On top of all that, the government also revised the increase in new jobs in October to 156,000 from 128,000 and September’s gain was raised to 193,000 from 180,000, all underscoring health in one of the pillars of strength in the domestic economy in its 11th year of expansion.
A few strategists, traders, economists and TV personalities saw those numbers making a U.S.-China trade deal less likely to happen before a Dec. 15 deadline for $156 billion in new tariffs on consumer goods to take effect.
“This positive number could delay any US/China trade agreement, as signs of a stronger US economy will embolden US negotiators,” wrote Chris Gaffney, president of World Markets at TIAA Bank, in a research note after the nonfarm-payrolls report on Friday.
“As Trump stated earlier this week, he really isn’t in any rush to get a deal done by year end and the positive jobs data should rally the equity markets going into year end,” he said.
CNBC’s Jim Cramer on Friday contributed to that the no-deal idea, during the business network’s coverage of the employment data. “The president can walk away from the table with this number,” he said.
On Friday, Larry Kudlow, director of the White House National Economic Council, told CNBC in a phone interview that the case for walking away from a deal if it doesn’t pass muster with the Trump administration is high.

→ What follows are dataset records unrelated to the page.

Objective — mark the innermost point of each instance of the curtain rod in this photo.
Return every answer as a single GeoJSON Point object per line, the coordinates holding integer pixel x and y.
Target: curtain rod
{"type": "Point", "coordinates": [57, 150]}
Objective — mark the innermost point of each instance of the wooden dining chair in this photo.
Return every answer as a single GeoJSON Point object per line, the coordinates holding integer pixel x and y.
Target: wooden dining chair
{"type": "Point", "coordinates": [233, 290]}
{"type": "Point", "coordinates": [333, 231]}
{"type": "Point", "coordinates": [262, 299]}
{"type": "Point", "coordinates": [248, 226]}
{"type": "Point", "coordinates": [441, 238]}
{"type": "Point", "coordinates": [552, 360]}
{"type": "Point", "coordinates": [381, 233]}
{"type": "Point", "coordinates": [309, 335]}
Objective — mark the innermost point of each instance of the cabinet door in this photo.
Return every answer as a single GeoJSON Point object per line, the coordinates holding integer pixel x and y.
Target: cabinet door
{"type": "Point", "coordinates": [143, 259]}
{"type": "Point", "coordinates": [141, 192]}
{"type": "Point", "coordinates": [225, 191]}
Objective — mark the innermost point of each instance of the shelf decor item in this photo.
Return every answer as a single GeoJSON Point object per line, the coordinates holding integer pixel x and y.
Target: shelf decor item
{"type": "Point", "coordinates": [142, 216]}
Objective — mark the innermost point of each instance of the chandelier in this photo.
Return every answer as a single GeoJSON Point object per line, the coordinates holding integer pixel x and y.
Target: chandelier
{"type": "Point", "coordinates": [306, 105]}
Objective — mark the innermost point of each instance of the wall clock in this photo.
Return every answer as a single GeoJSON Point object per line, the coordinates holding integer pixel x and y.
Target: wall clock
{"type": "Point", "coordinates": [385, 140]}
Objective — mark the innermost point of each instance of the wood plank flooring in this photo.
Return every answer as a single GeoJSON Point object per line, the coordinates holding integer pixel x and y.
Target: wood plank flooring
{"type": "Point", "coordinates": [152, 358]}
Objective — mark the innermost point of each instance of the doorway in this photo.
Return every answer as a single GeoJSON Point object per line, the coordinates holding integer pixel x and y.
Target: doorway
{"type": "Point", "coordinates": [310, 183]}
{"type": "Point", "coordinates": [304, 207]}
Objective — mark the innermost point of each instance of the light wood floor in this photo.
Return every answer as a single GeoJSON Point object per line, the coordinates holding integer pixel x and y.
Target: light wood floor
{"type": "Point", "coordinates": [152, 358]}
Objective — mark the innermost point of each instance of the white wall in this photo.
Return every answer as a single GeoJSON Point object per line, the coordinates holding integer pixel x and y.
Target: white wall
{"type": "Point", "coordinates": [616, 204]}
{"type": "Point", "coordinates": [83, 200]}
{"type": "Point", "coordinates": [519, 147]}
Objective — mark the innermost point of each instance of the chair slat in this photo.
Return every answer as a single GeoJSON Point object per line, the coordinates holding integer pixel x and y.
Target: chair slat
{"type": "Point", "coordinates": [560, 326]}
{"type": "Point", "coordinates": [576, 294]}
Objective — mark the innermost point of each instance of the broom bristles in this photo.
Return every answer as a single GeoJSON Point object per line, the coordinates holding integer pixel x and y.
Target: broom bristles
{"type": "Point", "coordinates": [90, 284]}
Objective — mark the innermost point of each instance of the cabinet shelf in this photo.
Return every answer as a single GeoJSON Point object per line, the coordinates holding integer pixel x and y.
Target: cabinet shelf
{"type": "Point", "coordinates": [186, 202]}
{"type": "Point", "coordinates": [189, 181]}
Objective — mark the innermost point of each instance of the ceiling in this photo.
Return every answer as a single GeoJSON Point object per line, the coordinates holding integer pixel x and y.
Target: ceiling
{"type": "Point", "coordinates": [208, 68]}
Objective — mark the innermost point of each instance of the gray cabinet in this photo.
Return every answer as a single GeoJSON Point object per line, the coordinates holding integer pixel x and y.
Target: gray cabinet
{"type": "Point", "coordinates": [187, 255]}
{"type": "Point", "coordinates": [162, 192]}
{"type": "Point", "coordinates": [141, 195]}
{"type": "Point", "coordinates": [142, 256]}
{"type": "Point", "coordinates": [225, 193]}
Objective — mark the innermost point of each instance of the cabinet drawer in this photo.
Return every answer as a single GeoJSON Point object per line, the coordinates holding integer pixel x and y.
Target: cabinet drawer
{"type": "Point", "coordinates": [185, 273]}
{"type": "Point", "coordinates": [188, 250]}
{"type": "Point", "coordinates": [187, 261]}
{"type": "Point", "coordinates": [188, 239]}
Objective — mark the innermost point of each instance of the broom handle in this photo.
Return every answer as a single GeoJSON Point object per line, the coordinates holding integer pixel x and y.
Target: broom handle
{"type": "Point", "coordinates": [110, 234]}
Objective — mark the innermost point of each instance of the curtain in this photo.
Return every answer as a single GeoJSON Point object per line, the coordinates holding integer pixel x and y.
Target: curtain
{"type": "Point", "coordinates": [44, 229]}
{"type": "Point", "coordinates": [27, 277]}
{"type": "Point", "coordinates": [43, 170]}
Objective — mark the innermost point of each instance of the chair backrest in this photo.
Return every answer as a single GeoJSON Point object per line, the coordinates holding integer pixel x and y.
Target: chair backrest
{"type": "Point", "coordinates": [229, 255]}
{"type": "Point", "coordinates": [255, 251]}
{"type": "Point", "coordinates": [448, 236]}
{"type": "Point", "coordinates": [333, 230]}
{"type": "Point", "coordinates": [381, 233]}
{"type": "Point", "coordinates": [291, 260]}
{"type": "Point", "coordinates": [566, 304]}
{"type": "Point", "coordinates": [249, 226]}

“The president has said many times if the deal is no good, if the assurances with respect to preventing future thefts, if the enforcement procedure is no good, he has said we will not go for it. We will walk away,” he told the network. However, Kudlow did describe a partial pact as “close.”
All the bold talk comes as the Dow Jones Industrial Average /zigman2/quotes/210598065/realtime DJIA -0.12% , the S&P 500 /zigman2/quotes/210599714/realtime SPX -0.16% , the Nasdaq Composite /zigman2/quotes/210598365/realtime COMP -0.33% and the Russell 2000 indexes /zigman2/quotes/210598147/delayed RUT +0.03% surged in Friday trade.
Intriguingly enough, those same equity benchmarks buckled due to remarks from Trump, who raised the prospect earlier in the week that a trade deal could be kicked into next year. “In some ways, I think it’s better to wait until after the election if you want to know the truth. But I’m not going to say that, I just think that,” Trump said in London.
Speaking during CNBC’s Halftime Report on Friday, Liz Young, director of market strategy at BNY Mellon, said that tariffs and not a trade deal remain the most important to market participants.
That means that the prospect of tariff escalation, pushing prices up for consumers and businesses, which has weighed on confidence, could be the more important feature of the U.S.-China trade discussions.
Indeed, it remains hard to believe that the market wouldn’t react poorly to Trump following through and raising tariffs to 15% in mid December.
But a Sino-American deal, in some opinions, is crucial to helping CEOs construct long-term business plans.
“To stay on track it is crucial that we resolve trade uncertainties by immediately ratifying the USMCA, making additional progress on China negotiations…,” wrote Chad Moutray, NAM chief economist, referring to the U.S.-Mexico-Canada Agreement, which replaced the North American Trade Agreement but still hasn’t been ratified by Congress.
MarketWatch’s Bill Watts wrote earlier this week that the market has been attempting to reconcile itself against the prospect of no-trade deal, but notes that the world is difficult one to fathom.
“The market implications of ‘no deal’ are ostensibly straightforward; trade-war-inspired global uncertainties will limit the upside for risk assets and put a ceiling on how far Treasury yields can increase in any bearish episode,” Watts quoted Ian Lyngen, head of U.S. rates strategy at BMO Capital Markets, as saying.
So far, however, the stock market is setting aside all of the noise around trade, at least for the moment.